Dieser innovative psychotherapeutische Ansatz, der vor gut 50 Jahren von Fritz und Laura Perls gemeinsam mit Paul Goodman in den U.S.A. gegründet wurde, beruht auf einer dialogischen Grundhaltung. Damit wird eine partnerschaftliche Haltung beschrieben, bei der sich Therapeut/in und Klient/in gemeinsam auf Entdeckungsreise begeben und bei der Suche nach verlorener Ganzheit vor allem sog. „offene Gestalten“ schließen.

Der Begriff „Gestalt“ wurde aus der Gestaltpsychologie übernommen und ist gleichbedeutend mit „Ganzheit“.

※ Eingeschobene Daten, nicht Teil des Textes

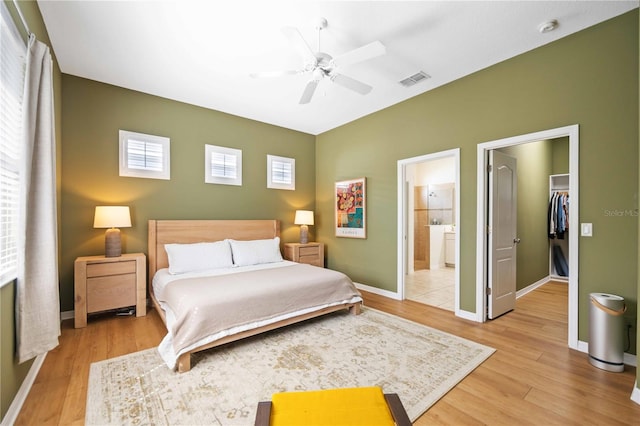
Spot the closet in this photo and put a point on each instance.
(559, 203)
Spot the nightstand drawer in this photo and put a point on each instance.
(310, 252)
(110, 292)
(104, 269)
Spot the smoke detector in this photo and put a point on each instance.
(547, 26)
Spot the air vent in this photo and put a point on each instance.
(416, 78)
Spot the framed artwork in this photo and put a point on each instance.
(350, 209)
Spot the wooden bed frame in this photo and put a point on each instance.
(163, 232)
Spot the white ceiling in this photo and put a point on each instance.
(201, 52)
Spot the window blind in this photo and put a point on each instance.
(12, 57)
(143, 155)
(281, 172)
(224, 165)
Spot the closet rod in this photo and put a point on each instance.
(24, 21)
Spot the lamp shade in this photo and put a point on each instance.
(112, 217)
(303, 217)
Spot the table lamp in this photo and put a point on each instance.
(112, 217)
(304, 218)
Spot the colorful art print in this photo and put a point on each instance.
(350, 208)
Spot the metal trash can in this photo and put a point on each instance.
(606, 331)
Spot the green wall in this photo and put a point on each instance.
(92, 115)
(589, 78)
(12, 374)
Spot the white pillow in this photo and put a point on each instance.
(198, 256)
(256, 252)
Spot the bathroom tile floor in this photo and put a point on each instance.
(435, 287)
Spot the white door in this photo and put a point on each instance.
(502, 234)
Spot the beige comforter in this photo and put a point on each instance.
(204, 306)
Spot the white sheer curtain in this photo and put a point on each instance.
(37, 293)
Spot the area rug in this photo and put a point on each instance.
(338, 350)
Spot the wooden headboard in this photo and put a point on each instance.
(163, 232)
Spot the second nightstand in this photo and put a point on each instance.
(310, 253)
(105, 283)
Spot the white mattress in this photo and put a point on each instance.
(162, 278)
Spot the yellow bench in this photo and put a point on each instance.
(367, 406)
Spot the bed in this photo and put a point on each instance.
(204, 307)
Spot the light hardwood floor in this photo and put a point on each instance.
(532, 378)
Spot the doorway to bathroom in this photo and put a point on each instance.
(429, 200)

Dreh- und Angelpunkt des therapeutischen Prozesses ist das Hier-und-Jetzt, denn Veränderungen im Fühlen, Denken und Handeln geschehen immer nur in der Gegenwart und können nur im Jetzt beeinflusst werden. In der Vergangenheit liegende Ereignisse lassen sich nicht mehr ändern, der Blick darauf und die beteiligten Emotionen allerdings schon. „Veränderung geschieht, wenn jemand wird, was er ist und nicht, wenn er versucht etwas zu werden, das er nicht ist“ (Beisser, A.R. 1998).

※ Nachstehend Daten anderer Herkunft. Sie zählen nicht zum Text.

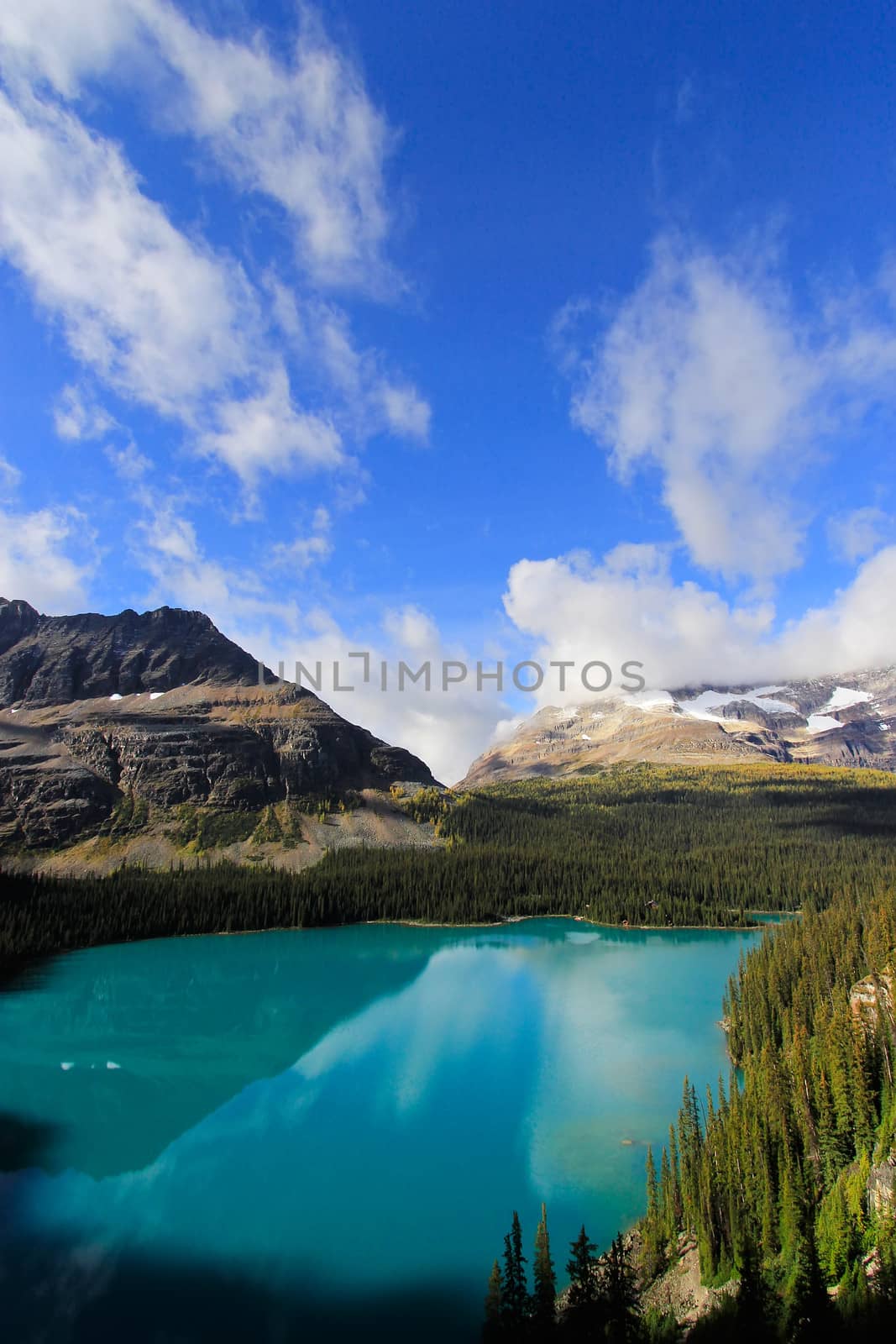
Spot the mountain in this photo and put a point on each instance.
(839, 721)
(117, 726)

Der Therapeut arbeitet mit achtsamer Präsenz, tiefer Wertschätzung, umfassender Akzeptanz sowie wertschätzender Mitmenschlichkeit. Das Wesentliche sind nicht die beteiligten Personen, sondern die Beziehung, das ‚Dazwischen‘, das beide verbindet. Die Achtung der Würde des Anderen ist der zentrale Wert, der sich in allen Formen des Miteinanders widerspiegelt – auch in der vom Bemühen um Ehrlichkeit geprägten Konfrontation. Im Rahmen des „Gestaltexperiments“ kommen auch unterschiedlichste kreative Werkzeuge zum Einsatz, durch die man sich aus eingefahrenen Routinen befreien und neue Formen des Umgangs mit sich und anderen Menschen erproben kann: Gestalttherapie ist daher nie langweilig, sondern verhilft dazu, das Leben – trotz aller Ernsthaftigkeit  –  als Spiel zu betrachten, das die Wiederbelebung des Selbst ermöglicht.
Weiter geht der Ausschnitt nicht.